Quando si parla di autismo si intendono i “Disturbi dello Spettro Autistico” (DSA), disturbi neuro-psichiatrici che interessano la funzione cerebrale e comportano una diminuzione dell’integrazione socio-relazionale e della comunicazione. Di solito i primi segnali si manifestano già a pochi anni di vita. Le cause sono ad oggi sconosciute, ma si attribuiscono a fattori neurologici e psicoambientali acquisiti.

La novità di questo studio consiste nell’aver scandagliato i dati relativi alla composizione dell’aria, negli ambienti di vita dei pazienti analizzati. I casi affetti da DSA sono stati paragonati con due gruppi di famiglie con bambini sani, nati nello stesso periodo (tra il 2005 e il 2009) e all’interno delle stesse sei contee (Allegheny, Armstrong, Beaver, Butler, Washington e Westmoreland).

I risultati hanno dimostrato che i bambini che durante la gravidanza e nei primi due anni di vita erano stati esposti a livelli più elevati di due sostanze in particolare, stirene e cromo, presentavano un rischio 1,4 volte maggiore, di presentare la patologia, rispetto ai bambini che avevano subito una minore esposizione. Questo a parità di età, razza, livello di istruzione e stili di vita delle madri.

Le sostanze incriminate sono entrambe legate a lavorazioni industriali molto comuni. Il cromo è un metallo pesante e in alcune sue forme di ossidazione risulta particolarmente tossico. La sua presenza nell’aria è dovuta di solito, a processi industriali che forniscono resistenza alla corrosione e un rivestimento lucido all’acciaio. Lo stirene è un idrocarburo aromatico, tossico e infiammabile. Viene utilizzato per la produzione di materie plastiche e vernici, ma è anche uno dei prodotti della combustione della benzina nei motori delle automobili.

Ci sarebbero poi altri composti individuati nel 2005 dal “National Air Toxics Assessment” (NATA), dell’Environmental Protection Agency, come responsabili di alterazioni del sistema endocrino o problemi di sviluppo neurologico, e cioè cianuro, cloruro di metilene, metanolo e arsenico.

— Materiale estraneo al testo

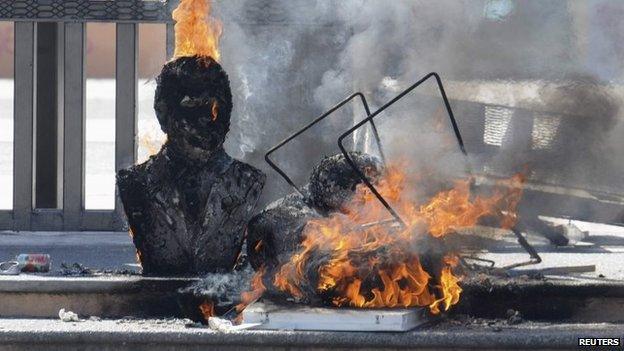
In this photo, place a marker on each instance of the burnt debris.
(275, 234)
(188, 205)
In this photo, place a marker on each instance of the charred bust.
(188, 205)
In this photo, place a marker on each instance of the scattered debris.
(68, 316)
(34, 263)
(514, 317)
(225, 325)
(9, 268)
(75, 269)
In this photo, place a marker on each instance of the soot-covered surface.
(188, 205)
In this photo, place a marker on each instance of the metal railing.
(70, 18)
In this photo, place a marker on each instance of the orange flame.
(207, 309)
(257, 289)
(376, 266)
(196, 33)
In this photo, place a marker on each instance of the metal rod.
(24, 124)
(370, 118)
(74, 126)
(283, 174)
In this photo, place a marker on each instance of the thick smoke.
(290, 60)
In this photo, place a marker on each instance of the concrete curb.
(101, 336)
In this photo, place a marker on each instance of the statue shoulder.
(248, 173)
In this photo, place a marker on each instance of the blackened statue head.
(193, 104)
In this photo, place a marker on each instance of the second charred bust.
(188, 205)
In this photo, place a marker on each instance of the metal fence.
(33, 21)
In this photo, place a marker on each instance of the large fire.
(196, 33)
(377, 266)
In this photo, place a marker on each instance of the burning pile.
(353, 256)
(332, 244)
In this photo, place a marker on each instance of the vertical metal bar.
(171, 6)
(126, 97)
(46, 170)
(170, 40)
(74, 126)
(25, 64)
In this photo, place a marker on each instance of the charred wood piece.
(275, 234)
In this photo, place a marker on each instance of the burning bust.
(188, 205)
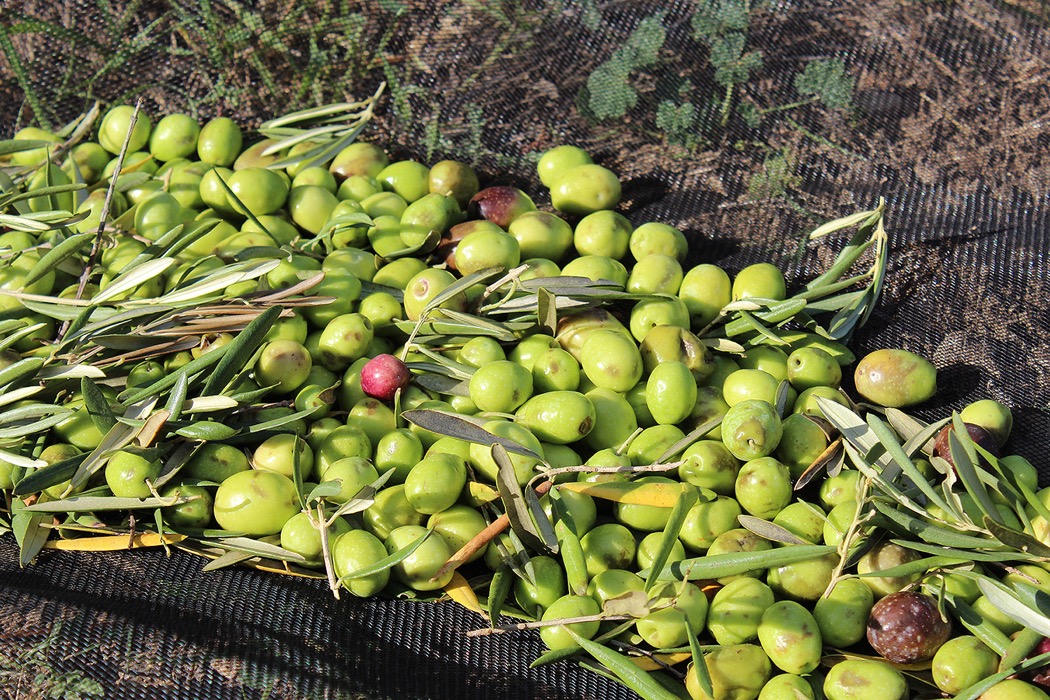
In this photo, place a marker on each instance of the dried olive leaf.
(454, 425)
(98, 405)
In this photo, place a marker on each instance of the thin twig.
(482, 538)
(97, 244)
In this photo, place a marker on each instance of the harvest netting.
(744, 125)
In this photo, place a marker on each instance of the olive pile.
(424, 360)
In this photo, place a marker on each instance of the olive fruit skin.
(585, 189)
(193, 513)
(751, 429)
(736, 611)
(762, 280)
(842, 614)
(706, 289)
(569, 606)
(603, 233)
(710, 465)
(500, 204)
(355, 550)
(417, 569)
(454, 179)
(434, 483)
(558, 417)
(614, 420)
(550, 586)
(906, 627)
(886, 555)
(256, 503)
(786, 686)
(896, 378)
(1013, 688)
(611, 360)
(670, 393)
(501, 386)
(991, 416)
(942, 446)
(555, 162)
(763, 487)
(812, 366)
(863, 679)
(791, 637)
(609, 546)
(542, 235)
(383, 376)
(737, 672)
(961, 662)
(683, 612)
(128, 474)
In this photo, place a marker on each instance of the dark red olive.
(500, 205)
(907, 628)
(450, 238)
(978, 435)
(382, 376)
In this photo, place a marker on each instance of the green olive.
(355, 551)
(751, 429)
(761, 280)
(896, 378)
(255, 503)
(555, 162)
(584, 189)
(218, 143)
(407, 178)
(567, 607)
(116, 125)
(174, 136)
(130, 475)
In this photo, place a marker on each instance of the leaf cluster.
(828, 81)
(722, 26)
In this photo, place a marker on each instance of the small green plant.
(722, 26)
(775, 178)
(609, 92)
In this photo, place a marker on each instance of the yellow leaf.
(461, 592)
(113, 543)
(659, 661)
(151, 428)
(659, 495)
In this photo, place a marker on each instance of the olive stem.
(482, 538)
(485, 632)
(327, 550)
(97, 244)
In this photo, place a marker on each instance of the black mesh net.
(743, 125)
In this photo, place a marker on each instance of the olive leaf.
(499, 588)
(454, 425)
(672, 529)
(733, 564)
(239, 349)
(387, 561)
(633, 677)
(770, 531)
(513, 501)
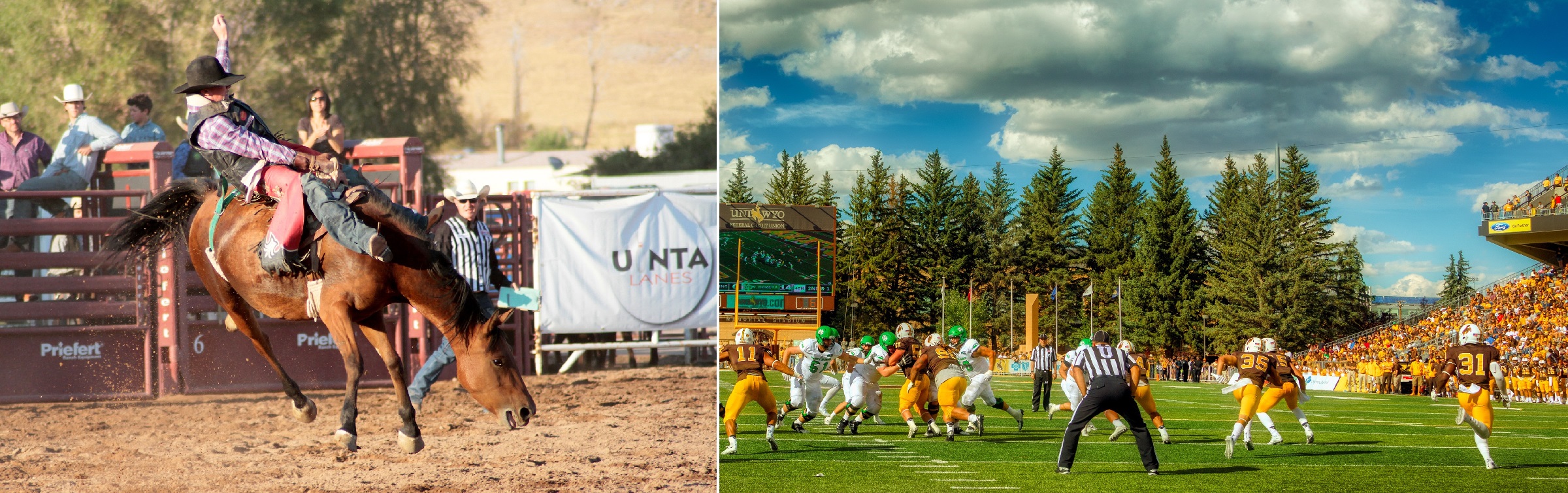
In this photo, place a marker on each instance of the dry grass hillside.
(657, 63)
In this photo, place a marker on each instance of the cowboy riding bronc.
(245, 153)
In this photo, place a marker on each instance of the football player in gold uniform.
(1256, 371)
(1479, 374)
(1290, 390)
(749, 358)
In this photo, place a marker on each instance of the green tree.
(1457, 280)
(1049, 236)
(938, 241)
(1112, 234)
(739, 187)
(1244, 237)
(825, 195)
(1170, 263)
(791, 182)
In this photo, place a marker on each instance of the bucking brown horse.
(353, 292)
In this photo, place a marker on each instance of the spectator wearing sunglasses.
(322, 131)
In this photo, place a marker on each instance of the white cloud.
(1211, 75)
(1509, 67)
(743, 98)
(1498, 192)
(731, 142)
(1373, 241)
(1355, 187)
(1412, 284)
(728, 69)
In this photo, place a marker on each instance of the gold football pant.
(750, 388)
(1275, 394)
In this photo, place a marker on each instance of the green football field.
(1365, 443)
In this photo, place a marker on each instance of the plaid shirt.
(18, 163)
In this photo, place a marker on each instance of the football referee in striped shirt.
(1106, 373)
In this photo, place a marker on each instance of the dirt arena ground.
(609, 431)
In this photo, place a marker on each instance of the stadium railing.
(1535, 192)
(1431, 308)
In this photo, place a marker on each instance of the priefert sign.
(74, 350)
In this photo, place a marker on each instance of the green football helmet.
(957, 332)
(827, 335)
(888, 339)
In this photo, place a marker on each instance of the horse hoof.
(306, 413)
(412, 445)
(347, 440)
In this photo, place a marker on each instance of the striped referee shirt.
(1045, 358)
(469, 247)
(1103, 362)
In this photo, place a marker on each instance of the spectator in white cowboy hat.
(73, 162)
(21, 156)
(466, 241)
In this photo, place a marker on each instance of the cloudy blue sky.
(1009, 80)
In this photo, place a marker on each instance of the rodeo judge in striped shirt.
(468, 242)
(1104, 373)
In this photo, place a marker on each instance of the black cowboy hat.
(206, 73)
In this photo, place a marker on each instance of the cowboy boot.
(341, 222)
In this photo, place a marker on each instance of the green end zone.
(1363, 443)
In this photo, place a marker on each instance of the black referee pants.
(1107, 393)
(1041, 381)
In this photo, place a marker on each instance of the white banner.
(1321, 382)
(639, 263)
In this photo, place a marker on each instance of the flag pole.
(738, 283)
(819, 282)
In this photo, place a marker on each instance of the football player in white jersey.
(1070, 388)
(861, 393)
(977, 363)
(805, 388)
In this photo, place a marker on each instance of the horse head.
(488, 371)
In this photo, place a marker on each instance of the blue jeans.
(432, 369)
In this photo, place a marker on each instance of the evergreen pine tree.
(825, 195)
(1049, 237)
(1244, 241)
(1112, 234)
(1170, 263)
(934, 214)
(739, 189)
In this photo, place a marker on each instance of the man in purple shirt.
(239, 145)
(21, 156)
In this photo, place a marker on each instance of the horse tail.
(165, 218)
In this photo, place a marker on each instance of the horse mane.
(453, 291)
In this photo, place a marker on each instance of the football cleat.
(1119, 432)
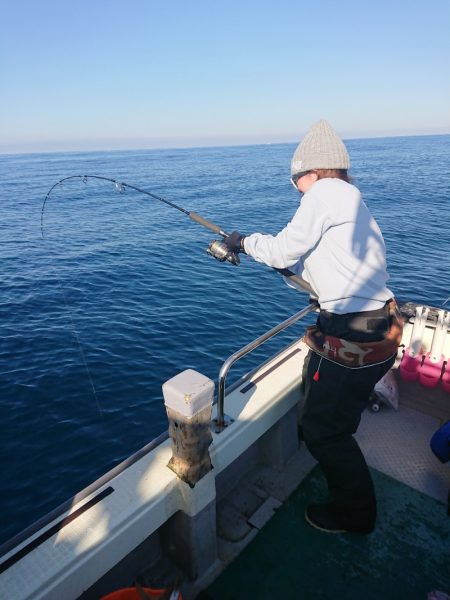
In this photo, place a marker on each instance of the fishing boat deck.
(290, 559)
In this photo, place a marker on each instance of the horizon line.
(201, 146)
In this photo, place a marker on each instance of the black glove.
(235, 242)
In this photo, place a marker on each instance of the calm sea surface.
(122, 283)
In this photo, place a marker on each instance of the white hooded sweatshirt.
(335, 244)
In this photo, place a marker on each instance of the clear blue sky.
(101, 74)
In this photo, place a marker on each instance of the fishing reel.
(221, 252)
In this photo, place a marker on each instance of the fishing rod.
(217, 249)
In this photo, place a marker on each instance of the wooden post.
(188, 398)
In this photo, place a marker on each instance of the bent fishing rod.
(217, 249)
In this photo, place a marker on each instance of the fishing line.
(217, 249)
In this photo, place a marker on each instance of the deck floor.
(408, 554)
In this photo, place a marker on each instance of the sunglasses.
(297, 176)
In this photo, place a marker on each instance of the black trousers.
(331, 415)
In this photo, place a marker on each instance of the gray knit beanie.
(321, 148)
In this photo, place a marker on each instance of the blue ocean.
(119, 294)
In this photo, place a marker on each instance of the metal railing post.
(221, 420)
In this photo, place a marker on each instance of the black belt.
(368, 326)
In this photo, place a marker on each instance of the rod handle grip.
(201, 221)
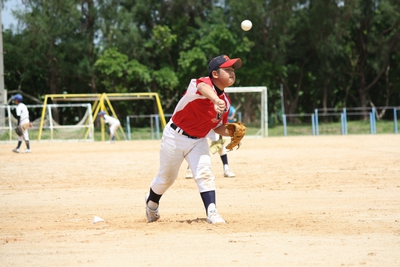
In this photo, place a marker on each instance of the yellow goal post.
(100, 102)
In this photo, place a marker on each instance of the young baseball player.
(217, 145)
(22, 121)
(203, 107)
(113, 124)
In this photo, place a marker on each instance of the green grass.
(353, 127)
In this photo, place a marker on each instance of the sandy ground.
(295, 201)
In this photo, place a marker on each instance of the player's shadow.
(197, 220)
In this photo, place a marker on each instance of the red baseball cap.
(223, 61)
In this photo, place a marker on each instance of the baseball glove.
(237, 131)
(19, 131)
(216, 145)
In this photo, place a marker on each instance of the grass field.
(353, 127)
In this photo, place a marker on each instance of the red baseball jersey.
(195, 113)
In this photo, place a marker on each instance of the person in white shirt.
(113, 124)
(22, 121)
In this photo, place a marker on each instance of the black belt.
(173, 126)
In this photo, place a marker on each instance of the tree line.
(318, 53)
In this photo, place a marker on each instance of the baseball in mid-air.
(246, 25)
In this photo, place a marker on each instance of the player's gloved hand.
(216, 145)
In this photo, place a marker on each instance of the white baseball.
(246, 25)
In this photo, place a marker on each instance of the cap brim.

Tutti utilizzati in diversi settori industriali e presenti nel gas di scarico delle automobili.

La ricerca ha avuto inizio in seguito ad un allarmante moltiplicarsi dei casi di autismo negli ultimi due decenni, aumentati di ben otto volte: ne viene colpito un bambino su 68. Secondo quanto ha riferito Evelyn Talbott della Pitt Public Health:

I disturbi dello spettro autistico sono un grave problema di salute pubblica, e la loro diffusione è aumentata drammaticamente

La stessa Talbott ha poi aggiunto:

Il prossimo passo sarà la conferma ai nostri risultati con gli studi che misurano la specifica esposizione agli inquinanti atmosferici a livello individuale, per verificare queste stime effettuate con modelli dell’Environmental Protection Agency.